Army enhances interoperability with partner nations during PANAMAX 2017 exerciseBy Robert RamonAugust 23, 2017 WASHINGTON -- As the Army service component command to SOUTHCOM, Army South enhances partnerships by pursuing strategies of active, principled engagement as part of a networked approach.
"The bottom line is that it's important we train together, we know each other and we trust each other," said Maj. Gen. K.K. Chinn, U.S. Army South commander. "There's a lot that we can learn from our partner nations and it's important to have regional solutions to regional problems."
As part of that networked approach, U.S. Army South participates in the PANAMAX 2017 exercise, which includes training for many of the 21st-century threats encountered in today's land, sea, air and cyber environments. The aim of the exercise is to increase the ability of nations to work together, enable assembled forces to organize as a multination task force, and test their responsiveness in combined operations.
In total, 17 nations joined the United States during the exercise, which ran from August 12 to 16 at multiple U.S. military bases including Fort Sam Houston; Mayport, Florida; Davis-Monthan, Arizona; and Homestead Air Force Reserve Base, Florida.
U.S. Army South led the Multi-National Forces South headquarters, while the Brazilian Army headed the Combined Forces Land Component Command from a training location on Fort Sam Houston along with military partners representing Chile, Colombia, the Dominican Republic, El Salvador, Guatemala, Guyana, Jamaica, Mexico, Panama, Paraguay and Peru.
"Here in San Antonio we have about 600 folks who are participating," said Chinn. "The Combined Forces Land Component Command was led by Brazilian Maj. Gen. Jorge Lopes Fossi, along with his deputy commanders Guatemalan Brig. Gen. Nelson Milian and Peruvian Brig. Gen. Julio Castaneda. At Multi-National Forces South our deputy commanders included Chilean Brig. Gen. Andres Fuentealba, Brazilian Brig. Gen. Sergio Luiz Tratz and Panamanian Col. Jeremia Urieta."
The SOUTHCOM area of operations is a large and diverse region encompassing 31 countries and 16 dependencies in Central and South America, and the Caribbean. Nearly 500 million people speaking over 100 languages and dialects inhabit the region. This makes it nearly impossible for any one nation to successfully confront regional challenges on its own.
Although PANAMAX 2017 focused on security of the Panama Canal, the benefits of the exercise go much deeper, according to Chilean Brig. Gen. Andres Fuentealba.
"This is a very important resource for maintaining readiness," said Fuentealba. "We not only participate with these countries in exercises, but in real-world events. For example, in Chile it's common to have earthquakes, volcano eruptions, tsunamis and mud slides and Chilean military forces have to be ready to work with other countries.
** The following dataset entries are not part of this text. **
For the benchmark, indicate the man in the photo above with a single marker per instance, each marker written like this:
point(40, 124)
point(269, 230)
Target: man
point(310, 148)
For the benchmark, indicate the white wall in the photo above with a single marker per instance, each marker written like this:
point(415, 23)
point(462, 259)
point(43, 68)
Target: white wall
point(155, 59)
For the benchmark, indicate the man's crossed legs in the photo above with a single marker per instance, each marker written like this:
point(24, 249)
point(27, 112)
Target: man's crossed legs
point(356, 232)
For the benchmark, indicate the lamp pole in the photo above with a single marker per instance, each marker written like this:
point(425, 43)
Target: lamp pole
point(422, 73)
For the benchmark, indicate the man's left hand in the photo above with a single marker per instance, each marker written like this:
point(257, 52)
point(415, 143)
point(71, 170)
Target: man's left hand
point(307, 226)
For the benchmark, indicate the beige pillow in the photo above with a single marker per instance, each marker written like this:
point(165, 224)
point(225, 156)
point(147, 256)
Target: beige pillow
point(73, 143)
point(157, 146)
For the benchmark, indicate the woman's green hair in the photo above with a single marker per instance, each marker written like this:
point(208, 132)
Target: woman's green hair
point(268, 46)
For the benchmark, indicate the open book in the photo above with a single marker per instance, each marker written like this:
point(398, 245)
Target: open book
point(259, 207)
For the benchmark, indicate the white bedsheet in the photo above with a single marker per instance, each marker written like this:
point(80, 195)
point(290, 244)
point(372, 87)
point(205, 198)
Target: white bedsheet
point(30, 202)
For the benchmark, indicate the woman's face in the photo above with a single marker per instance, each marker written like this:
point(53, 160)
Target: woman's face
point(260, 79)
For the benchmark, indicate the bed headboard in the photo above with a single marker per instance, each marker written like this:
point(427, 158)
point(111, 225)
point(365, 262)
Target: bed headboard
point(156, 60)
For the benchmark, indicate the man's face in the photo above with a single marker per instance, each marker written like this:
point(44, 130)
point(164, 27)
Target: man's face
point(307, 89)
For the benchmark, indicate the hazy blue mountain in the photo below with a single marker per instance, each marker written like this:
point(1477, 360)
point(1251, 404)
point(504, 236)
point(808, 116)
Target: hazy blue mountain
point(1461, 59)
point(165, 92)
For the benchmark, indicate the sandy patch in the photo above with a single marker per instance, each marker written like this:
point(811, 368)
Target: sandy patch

This exercise is not far from real life situations since our forces don't work by themselves, but are always interacting with someone else."
Fuentealba explained that active engagement with partner armies is key in remaining ready to meet the ever-changing challenges of today and tomorrow.
"Every country and every person has something to contribute to the exercise," said Fuentealba. "There are different levels of experience within each country and our main objective is to get to know each other's capabilities, integrate those capabilities and work together."
Chinn added that transnational security challenges require international cooperation. Specifically, cultivating a friendly network of allies and partners spanning the joint force, interagency, intergovernmental, multinational and nongovernmental elements is the most effective way to degrade transregional and transnational threat networks.
"It's an exercise to work on our joint interoperability and it's really about relationships," said Chinn. "With mutual trust anything is possible and we know we can be successful wherever we go and fight in the world."
The PANAMAX exercise series has grown dramatically since 2003 when the U.S. Army conducted the first exercise together with Panama and Chile.
"It's not the first time we get together, and the trust has been generated for many years," said Fuentealba. "Every year the PANAMAX exercise gets better and better."
Army South conducts numerous exercises and operations, such as PANAMAX, which provide high-level training opportunities for the service members and partner nations. Future exercises will build upon this training to ensure they are prepared to deploy and conduct contingency operations together.